Speaking at celebrations to mark MBC's 15th birthday, Sheikh Waleed also predicted the number of free-to-air channels broadcasting in the region would be reduced from its present level of more than 200.

The Saudi Sheikh said that, while no green light had been given to launch the news channel, the company was speaking with cable and satellite operators to see if they would carry the channel before a final decision is taken.

He said: "The MBC Group is finalising the business plan for an English news channel. We are talking to a few cable operators around the world before we start executing the project so that we can guarantee exposure.

Our business plan has not finished. We are in the last stages. I would expect it to be finished in the next two months."
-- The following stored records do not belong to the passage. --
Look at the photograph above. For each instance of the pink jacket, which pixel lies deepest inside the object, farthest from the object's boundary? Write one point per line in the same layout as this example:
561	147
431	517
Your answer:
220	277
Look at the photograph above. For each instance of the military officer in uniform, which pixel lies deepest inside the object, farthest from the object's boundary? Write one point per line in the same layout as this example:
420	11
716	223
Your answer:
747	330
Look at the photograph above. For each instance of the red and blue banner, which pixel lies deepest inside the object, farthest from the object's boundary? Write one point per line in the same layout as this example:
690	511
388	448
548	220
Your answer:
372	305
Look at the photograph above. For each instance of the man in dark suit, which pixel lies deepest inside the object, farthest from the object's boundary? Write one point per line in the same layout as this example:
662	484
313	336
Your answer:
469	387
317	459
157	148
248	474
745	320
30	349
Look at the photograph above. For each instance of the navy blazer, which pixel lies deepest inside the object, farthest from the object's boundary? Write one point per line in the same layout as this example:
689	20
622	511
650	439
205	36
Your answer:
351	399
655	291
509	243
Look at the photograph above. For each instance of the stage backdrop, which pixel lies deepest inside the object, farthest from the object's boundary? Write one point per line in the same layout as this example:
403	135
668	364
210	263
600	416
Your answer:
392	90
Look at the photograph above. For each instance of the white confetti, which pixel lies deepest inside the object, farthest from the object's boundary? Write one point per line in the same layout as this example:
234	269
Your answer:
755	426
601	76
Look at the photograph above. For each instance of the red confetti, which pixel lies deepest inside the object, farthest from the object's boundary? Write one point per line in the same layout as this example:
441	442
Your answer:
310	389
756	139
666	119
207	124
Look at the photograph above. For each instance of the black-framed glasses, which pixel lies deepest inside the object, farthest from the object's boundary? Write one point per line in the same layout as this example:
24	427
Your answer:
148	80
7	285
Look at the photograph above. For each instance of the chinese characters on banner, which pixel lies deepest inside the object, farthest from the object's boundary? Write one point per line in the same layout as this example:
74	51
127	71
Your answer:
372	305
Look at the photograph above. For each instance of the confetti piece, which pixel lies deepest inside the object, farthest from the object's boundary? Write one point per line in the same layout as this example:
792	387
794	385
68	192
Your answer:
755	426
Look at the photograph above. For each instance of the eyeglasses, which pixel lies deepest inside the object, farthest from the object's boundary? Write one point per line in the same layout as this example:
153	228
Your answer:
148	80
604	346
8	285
MBC also confirmed the departure of its commercial director Mark Butterfield, who is leaving the network after 18 months to take on the role as media director for the Middle East, North Africa and Turkey at FMCG giant Unilever.

Sheikh Waleed predicted a reduction in the number of free-to-air channels.

"If you look at the Ipsos or Pan Arab Research Center research you will see that out of the 200 channels only 20 channels appear on their radar screen, the rest don't even exist. Once we have people meters, you live with what you get or you will have to close down."

Asked if he thought consolidation was likely, he replied: "Oh yes, definitely."

He said that people metering would be a reality in Saudi Arabia within one year.

"We are trying to work together and find a solution and implement people meters at least in the Gulf countries. That is why we are working with the clients and MBUs [media buying units] to put together a plan for people metering implementation in the region starting with Saudi and then perhaps the UAE and Kuwait."

Responding to criticism that there were too many adverts on MBC, Sheikh Waleed said: "The issue with advertising is that the advertising value is very low therefore that is the reason why a large number of ads are placed on the channel. We are looking into ways to minimise this by negotiating with our current clients."

Talking about Butterfield's departure, he said: "He spent some time with us, we totally have learned from him and he learned from us. We wish him the best of luck and we thank him for all of the time he shared with us."

Butterfield, who was previously sales director at ITV, the UK's largest commercial TV broadcaster before moving to the Middle East, is filling the role vacated by controversial former head of media Mike Gillam who was fired by Unilever for allegedly making inappropriate business suggestions, following a lengthy internal investigation.

Unilever, which is one of the biggest advertising spenders with MBC, has also announced that Inger Hedin has been appointed as media director for the Middle East. She will be responsible for overseeing media services and buying from the company's Dubai regional headquarters.